O dólar teve um ano de valorização em relação ao real em 2021. Até o momento, a alta já foi de mais de 6%, passando de R$ 5,20 no começo do ano para a casa dos R$ 5,70 atualmente.

E especialistas ouvidos pelo CNN Brasil Business afirmam que, em 2022, a moeda norte-americana ainda deve se manter acima dos R$ 5. Segundo eles, há um certo espaço de queda, em especial com o ciclo de alta de juros que deve continuar em 2022, mas fatores internos e externos limitam esse efeito

Internamente, o principal fator a se considerar é o ano eleitoral, com uma disputa polarizada. Já no exterior, qualquer mudança na política monetária dos Estados Unidos, em especial nos juros, deve impactar negativamente o real ante o dólar.

Desempenho em 2021

Ricardo Teixeira, coordenador do MBA em Gestão Financeira da FGV, afirma que a cotação de uma moeda sempre é baseada em uma “realidade e em uma expectativa”. Em geral, quando as duas convergem, há uma estabilidade nas variações.
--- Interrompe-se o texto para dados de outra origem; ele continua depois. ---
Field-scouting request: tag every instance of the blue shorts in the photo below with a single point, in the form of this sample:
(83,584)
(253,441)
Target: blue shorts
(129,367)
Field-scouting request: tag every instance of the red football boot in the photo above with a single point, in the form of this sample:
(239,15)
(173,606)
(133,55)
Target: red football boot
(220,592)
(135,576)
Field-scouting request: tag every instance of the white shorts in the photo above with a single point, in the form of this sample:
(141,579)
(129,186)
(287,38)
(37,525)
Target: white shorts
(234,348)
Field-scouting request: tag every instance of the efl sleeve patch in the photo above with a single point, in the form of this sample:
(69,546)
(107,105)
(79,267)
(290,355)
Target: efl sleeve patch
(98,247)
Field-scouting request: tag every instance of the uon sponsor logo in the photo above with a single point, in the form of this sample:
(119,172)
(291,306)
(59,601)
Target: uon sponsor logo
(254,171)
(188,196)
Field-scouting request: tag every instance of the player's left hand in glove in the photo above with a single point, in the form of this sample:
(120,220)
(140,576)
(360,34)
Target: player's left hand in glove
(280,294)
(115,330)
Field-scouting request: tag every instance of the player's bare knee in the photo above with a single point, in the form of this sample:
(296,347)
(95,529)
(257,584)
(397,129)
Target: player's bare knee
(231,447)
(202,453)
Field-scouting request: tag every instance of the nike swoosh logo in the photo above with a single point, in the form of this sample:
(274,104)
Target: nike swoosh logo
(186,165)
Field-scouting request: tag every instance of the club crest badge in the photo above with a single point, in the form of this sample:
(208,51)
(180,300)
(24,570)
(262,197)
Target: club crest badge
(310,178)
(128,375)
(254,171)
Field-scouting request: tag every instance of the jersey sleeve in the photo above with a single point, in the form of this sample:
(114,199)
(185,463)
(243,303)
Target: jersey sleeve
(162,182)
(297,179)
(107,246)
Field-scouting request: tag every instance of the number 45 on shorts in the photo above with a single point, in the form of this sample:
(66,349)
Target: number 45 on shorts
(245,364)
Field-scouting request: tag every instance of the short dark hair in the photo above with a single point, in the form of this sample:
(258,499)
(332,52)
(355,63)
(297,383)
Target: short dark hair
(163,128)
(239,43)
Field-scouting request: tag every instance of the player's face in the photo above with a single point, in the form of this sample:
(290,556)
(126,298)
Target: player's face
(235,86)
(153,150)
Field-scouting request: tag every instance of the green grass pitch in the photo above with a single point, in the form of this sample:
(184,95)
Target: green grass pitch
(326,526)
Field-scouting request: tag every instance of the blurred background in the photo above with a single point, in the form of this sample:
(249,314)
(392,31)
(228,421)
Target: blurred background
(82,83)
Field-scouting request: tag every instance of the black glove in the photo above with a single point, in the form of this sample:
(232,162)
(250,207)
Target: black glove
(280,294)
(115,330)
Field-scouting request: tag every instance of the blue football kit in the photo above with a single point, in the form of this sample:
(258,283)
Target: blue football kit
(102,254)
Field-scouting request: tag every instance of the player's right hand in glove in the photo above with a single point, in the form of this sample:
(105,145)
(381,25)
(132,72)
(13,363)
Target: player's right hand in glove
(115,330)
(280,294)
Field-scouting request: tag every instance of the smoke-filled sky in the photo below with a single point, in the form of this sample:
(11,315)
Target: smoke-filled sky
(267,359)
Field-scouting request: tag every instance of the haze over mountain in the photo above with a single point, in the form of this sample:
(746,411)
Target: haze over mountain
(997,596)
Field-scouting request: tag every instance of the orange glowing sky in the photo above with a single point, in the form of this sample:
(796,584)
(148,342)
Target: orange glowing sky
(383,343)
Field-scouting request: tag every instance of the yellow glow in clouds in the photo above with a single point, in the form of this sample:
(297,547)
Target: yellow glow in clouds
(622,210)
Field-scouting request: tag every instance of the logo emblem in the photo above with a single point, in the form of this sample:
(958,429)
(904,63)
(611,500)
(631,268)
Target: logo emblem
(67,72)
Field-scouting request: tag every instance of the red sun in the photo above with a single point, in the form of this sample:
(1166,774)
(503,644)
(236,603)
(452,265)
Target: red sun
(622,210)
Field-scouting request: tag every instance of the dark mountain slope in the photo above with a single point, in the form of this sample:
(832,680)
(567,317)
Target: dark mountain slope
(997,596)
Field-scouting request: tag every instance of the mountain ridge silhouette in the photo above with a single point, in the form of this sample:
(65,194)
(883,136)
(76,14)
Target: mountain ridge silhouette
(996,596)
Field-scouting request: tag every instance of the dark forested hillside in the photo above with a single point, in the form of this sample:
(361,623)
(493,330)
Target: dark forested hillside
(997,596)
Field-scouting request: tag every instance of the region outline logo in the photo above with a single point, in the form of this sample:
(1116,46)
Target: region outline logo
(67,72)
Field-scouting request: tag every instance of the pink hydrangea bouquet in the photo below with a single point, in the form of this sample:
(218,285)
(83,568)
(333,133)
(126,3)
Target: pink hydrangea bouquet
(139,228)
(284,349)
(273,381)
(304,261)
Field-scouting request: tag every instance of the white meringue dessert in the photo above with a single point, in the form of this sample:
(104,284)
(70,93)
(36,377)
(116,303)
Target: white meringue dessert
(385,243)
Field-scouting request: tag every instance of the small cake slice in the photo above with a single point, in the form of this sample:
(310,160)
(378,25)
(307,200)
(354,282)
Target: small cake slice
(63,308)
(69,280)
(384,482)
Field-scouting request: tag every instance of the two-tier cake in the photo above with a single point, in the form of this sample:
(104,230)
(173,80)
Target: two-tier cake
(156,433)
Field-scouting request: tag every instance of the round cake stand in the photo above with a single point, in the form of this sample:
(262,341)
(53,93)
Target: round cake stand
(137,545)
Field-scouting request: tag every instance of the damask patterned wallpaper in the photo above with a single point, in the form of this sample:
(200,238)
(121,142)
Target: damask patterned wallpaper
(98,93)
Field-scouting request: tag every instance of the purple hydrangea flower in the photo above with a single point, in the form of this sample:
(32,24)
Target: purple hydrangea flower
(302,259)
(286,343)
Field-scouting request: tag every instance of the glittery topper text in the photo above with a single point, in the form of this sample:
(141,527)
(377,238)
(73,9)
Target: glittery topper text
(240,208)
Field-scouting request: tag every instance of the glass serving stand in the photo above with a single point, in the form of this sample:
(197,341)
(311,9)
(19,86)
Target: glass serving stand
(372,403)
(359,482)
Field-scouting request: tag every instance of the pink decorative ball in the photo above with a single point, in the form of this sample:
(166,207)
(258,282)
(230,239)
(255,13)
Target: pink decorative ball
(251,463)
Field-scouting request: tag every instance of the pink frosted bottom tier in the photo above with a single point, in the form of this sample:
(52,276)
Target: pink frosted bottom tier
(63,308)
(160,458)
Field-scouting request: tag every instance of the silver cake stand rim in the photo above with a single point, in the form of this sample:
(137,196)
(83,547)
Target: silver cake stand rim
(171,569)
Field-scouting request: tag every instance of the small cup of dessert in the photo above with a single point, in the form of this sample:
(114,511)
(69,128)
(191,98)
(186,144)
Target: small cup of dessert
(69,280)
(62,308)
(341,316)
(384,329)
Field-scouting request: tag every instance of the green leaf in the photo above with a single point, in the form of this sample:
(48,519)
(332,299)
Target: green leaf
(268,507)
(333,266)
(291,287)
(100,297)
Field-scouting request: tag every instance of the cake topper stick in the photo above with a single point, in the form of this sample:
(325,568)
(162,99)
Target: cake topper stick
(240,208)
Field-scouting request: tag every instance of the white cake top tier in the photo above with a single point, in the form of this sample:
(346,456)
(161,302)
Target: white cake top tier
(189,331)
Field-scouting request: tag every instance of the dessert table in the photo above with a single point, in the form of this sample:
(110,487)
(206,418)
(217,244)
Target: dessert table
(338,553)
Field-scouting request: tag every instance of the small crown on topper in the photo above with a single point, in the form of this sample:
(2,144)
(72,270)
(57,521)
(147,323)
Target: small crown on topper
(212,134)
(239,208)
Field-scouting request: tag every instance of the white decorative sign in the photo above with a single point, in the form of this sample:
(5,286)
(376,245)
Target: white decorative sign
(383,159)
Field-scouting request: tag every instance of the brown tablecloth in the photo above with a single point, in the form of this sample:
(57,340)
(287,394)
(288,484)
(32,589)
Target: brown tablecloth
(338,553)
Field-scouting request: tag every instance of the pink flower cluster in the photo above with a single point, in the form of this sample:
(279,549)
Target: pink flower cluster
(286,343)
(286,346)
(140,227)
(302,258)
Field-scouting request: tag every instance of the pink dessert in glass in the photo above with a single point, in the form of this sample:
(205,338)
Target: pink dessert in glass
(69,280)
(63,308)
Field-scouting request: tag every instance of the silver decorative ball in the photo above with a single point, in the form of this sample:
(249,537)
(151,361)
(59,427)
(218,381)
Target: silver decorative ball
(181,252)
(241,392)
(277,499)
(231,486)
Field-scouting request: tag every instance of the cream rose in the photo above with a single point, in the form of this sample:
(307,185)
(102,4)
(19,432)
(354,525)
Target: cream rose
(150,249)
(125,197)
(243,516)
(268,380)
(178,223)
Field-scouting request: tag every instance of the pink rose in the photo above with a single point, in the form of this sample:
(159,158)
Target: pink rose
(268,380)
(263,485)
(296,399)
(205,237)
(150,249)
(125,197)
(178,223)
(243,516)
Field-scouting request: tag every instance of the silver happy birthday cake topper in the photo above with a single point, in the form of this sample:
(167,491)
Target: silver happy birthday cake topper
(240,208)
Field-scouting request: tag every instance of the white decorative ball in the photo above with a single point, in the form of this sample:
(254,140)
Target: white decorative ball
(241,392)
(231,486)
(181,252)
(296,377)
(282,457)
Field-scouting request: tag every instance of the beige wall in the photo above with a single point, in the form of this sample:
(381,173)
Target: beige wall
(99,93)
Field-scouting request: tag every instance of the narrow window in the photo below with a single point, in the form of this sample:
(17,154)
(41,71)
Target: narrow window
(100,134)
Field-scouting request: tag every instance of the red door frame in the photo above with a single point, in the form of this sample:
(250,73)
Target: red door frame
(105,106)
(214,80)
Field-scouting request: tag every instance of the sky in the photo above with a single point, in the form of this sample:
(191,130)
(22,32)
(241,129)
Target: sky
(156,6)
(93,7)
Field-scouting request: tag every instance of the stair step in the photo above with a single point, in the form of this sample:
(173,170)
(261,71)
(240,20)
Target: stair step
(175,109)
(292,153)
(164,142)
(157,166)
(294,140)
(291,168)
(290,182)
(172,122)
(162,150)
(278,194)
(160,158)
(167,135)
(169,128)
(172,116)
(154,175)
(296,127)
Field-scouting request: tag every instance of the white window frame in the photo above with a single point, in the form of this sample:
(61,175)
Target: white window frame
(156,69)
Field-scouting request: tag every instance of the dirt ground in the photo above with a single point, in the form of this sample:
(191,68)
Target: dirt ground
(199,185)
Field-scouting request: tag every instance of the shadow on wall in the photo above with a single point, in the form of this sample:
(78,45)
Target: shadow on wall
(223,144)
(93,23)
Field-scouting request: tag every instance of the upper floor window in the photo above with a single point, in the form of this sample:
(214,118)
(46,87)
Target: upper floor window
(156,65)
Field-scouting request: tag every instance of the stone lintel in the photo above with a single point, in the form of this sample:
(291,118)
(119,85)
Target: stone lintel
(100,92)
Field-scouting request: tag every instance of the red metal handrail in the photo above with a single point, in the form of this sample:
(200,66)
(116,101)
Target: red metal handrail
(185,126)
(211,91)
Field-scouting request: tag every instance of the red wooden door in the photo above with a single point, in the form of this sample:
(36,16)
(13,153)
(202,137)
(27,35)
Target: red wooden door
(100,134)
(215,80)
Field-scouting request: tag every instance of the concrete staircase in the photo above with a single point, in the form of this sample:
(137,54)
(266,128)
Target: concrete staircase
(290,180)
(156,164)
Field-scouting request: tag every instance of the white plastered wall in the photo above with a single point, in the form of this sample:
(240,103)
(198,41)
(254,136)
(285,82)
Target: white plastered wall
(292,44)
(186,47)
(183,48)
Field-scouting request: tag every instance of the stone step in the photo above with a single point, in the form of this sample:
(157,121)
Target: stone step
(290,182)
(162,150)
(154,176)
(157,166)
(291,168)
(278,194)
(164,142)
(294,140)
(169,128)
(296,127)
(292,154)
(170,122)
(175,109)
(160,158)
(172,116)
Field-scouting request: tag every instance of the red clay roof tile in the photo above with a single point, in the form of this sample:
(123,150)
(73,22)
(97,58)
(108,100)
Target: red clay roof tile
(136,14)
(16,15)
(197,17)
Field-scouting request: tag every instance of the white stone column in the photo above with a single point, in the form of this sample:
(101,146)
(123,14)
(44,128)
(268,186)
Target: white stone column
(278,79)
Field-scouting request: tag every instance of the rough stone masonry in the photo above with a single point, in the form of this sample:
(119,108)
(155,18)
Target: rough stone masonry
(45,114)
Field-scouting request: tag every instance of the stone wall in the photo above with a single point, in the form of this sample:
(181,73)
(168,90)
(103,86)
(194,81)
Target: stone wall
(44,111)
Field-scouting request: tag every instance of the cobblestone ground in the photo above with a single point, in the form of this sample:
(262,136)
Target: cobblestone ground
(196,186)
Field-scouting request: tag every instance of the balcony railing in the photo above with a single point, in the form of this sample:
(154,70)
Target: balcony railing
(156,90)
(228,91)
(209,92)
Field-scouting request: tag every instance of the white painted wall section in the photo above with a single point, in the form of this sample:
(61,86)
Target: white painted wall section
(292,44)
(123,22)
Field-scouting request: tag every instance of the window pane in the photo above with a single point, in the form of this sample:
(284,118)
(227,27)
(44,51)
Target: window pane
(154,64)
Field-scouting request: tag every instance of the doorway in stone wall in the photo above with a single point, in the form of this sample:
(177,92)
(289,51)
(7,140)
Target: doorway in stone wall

Esse não tem sido o caso do real em relação ao dólar nos últimos anos. Apesar de fatores internos contribuírem para isso, o maior peso ainda é da pandemia e suas consequências.

“Em 2020 e em 2021 nós tivemos no mundo uma situação atípica pela pandemia. Não sabíamos como as economias iam reagir, o que teria de oferta regular e oferta afetada. Por conta disso, as oscilações foram ocorrendo”, afirma Teixeira.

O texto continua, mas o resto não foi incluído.